Imam rahimaullah mendapat bagian yang banyak dari keduanya karena tidak
ada hal-hal duniawi yang menyibukkannya sehingga terlena dalam hal-hal
yang tidak bermanfaat.
b) Bisa mengumpulkan kitab-kitab yang digunakan untuk memeriksa dan mengetahui pendapat para ulama lainnya.
c) Memiliki niat yang baik, kewarakan dan zuhud yang banyak serta amal-amal sholeh yang bersinar.

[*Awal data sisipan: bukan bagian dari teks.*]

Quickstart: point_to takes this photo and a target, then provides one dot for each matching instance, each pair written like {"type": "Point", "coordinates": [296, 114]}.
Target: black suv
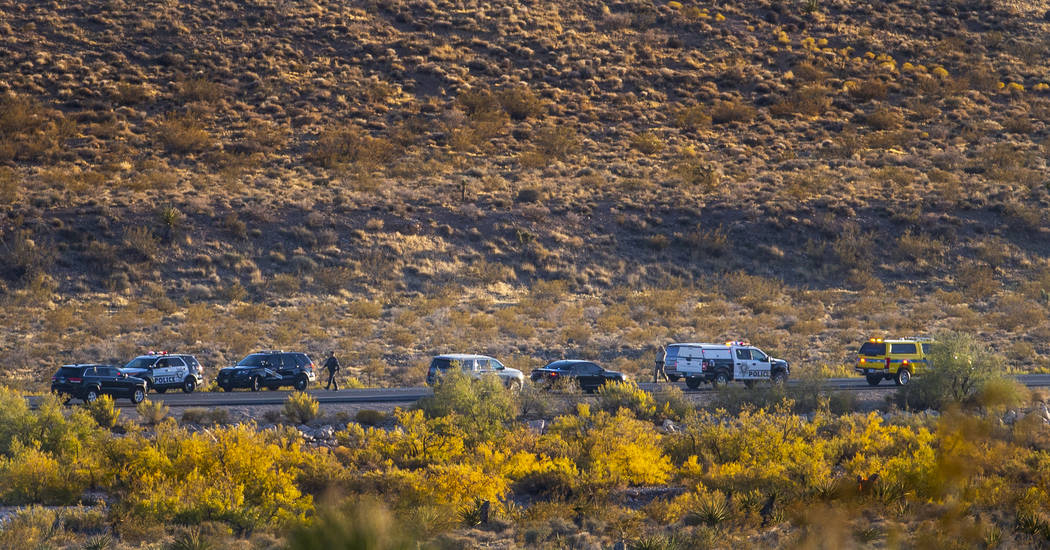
{"type": "Point", "coordinates": [88, 381]}
{"type": "Point", "coordinates": [163, 371]}
{"type": "Point", "coordinates": [257, 371]}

Imam Nawawi sungguh amat beruntung memiliki semua itu sehingga hasil
besar dicapainya ketika beliau baru berusia relatif muda dan dalam waktu
yang bisa dikatakan amat singkat yaitu tidak lebih dari 45 tahun, tapi
penuh dengan kebaikan dan keberkatan dari Allah swt.
Kitab-kitab
yang dipelajarinya dari guru-gurunya antara lain: Kitab hadits yang enam
yaitu Shahih Bukhari, Shahih Muslim, Sunan Abu Dawud, Sunan
At-Tirmidzi, Sunan Nasa’I, Sunan Ibn Majah dan Muwatta’nya Imam Malik,
Musnad Asy-Syafi’i, musnad Ahma bin Hanbal, Sunan Ad-Daarimi, Sunan
Daruquthi, Sunan Baihaqi, Syarhus Sunan oleh Al-Baghawi dan kitab
Ma’alimut Berita dalam tafsir Al-Baghawi juga, ‘Amalul Yaumi Wallailah
oleh Ibnu As-Sunni, Al-Jaami’li Aadaabir Al-Qusyairiyah dan Al-Ansaab
oleh Az-Zubair bin Bakar serta banyak lagi.
Pribadi Dan Perilaku Imam Nawawi
Imam Nawawi mempunyai penguasaan ilmu yang luas, derajat tekun yang
mengagumkan, senantiasa hidup warak, zuhud dan sabar dalam kesederhana
hidupnya. Pada waktu yang sama, beliau juga dikenal mempunyai
kesungguhan yang luar-biasa dan berbagai kebaikan lainnya. Beliau tidak
rela menghabiskan satu menit dalam kehidupannya tanpa ketaatan kepada
Rabnya. Beliau mengandalkan kehidupan dari sumbangan atau amal jariyah
yang diberikan orang-orang kepada madrasah Ar-Rawahiyah yang dipimpinnya
dan dari apa yang diwariskan oleh ibu bapaknya. Sekalipun demikian,
kadang-kadang beliau bersedekah dari hartanya yang tidak berlebihan itu.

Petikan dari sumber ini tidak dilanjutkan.